Malicious intentions are what make these clocks tick. Not the passing fancy, intrusive thoughts that everyone gets – and don’t pretend you don’t – where you just suddenly think of grabbing the nearest object and hitting the person next to you, or the sudden urge to pop a passerby in the face just because. I mean deep-set urges, the kind you harbor close to your heart – the kind you really want to do, but the better among us shove deep down and feel guilt for even the conception of the idea. The kind that shatters people’s fragile hearts, the kind that ruins a life, the kind that ends up with someone dead and someone on death row.

It was awhile before I figured it out, but I did. I had a friend as a boy who liked to torture animals, and his time– oddly enough, an ornate grandfather clock who’s pendulum was carved with old Nordic runes – was never more than twenty minutes. It finally clicked for me when he led me out the woods behind his house to get a look at his “project”. The neighbor’s dog lay in the loamy soil, whimpering, its legs broken. My heart broke for it, but that rictus smile on my childhood friend only grew brighter, and the second hand struck 12:01 as he kicked the dog in the ribs and laughed harder than I’d ever heard anyone laugh.

It made me sick, then. Now I feel nothing. Too used to seeing the rotting underside of the human nature as it goes through their hearts, perhaps.

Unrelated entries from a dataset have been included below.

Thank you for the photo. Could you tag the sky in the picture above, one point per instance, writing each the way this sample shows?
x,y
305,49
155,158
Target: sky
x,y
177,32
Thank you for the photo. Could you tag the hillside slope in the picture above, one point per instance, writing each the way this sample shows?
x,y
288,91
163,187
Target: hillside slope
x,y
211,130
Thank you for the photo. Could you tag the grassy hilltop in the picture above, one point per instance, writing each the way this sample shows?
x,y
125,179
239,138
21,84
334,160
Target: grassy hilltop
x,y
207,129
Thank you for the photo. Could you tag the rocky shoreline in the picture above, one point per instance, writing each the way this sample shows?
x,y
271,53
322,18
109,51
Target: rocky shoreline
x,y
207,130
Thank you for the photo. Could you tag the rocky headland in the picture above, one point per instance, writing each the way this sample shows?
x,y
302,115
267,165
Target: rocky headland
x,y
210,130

Maybe you’ve wondered about my horologe – after all, mirrors are pretty common. Alas, mine is simple, minimalist, with triangular black hands that constantly read the time of 12:01; never moving. I’ve always wondered what that means about me, but I may never know. But seeing that I know when somebody sees what I do; their eyes have the same piercing gaze as mine do, their clocks always at 12:01.

I’d always wondered why I was able to see this until it struck me as I followed that lawyer home. I hadn’t even realized that I intended to break in while he slept until I was skulking outside his small, Victorian-styled home, waiting for the dead of night.

I broke a basement window and slipped in, my skeletal frame fitting rather easily in the small opening, only lightly grazed by some remaining glass. The basement stunk; I knew why. It wasn’t a surprise. I slipped up the basement stairs, quiet as a shadow, and teased open the door without it creaking. No lock. Sloppy.

He slept on his couch; a beautifully ornate couch that looked as comfortable as a sack of sharp rocks. I crept to him, and seized by something inside of me, took it upon myself to grab his clock. I hadn’t expected it to be solid, but so it was; I gripped it by either side, and easy as breaking a freshly made cookie in half, I snapped it. His breathing ceased immediately.

I stayed by his side for hours, until dawn peaked, amazed and grimly pleased with my work. I left quietly as I’d come, and walked back home with a spring in my step.

Maybe I’m a way for the universe to know the mold that it has let fester in parts of the human psyche; I like to think I can take steps to correct it. I rarely spend my time with anything else, now.

I am irregular, and sick. I love it, now.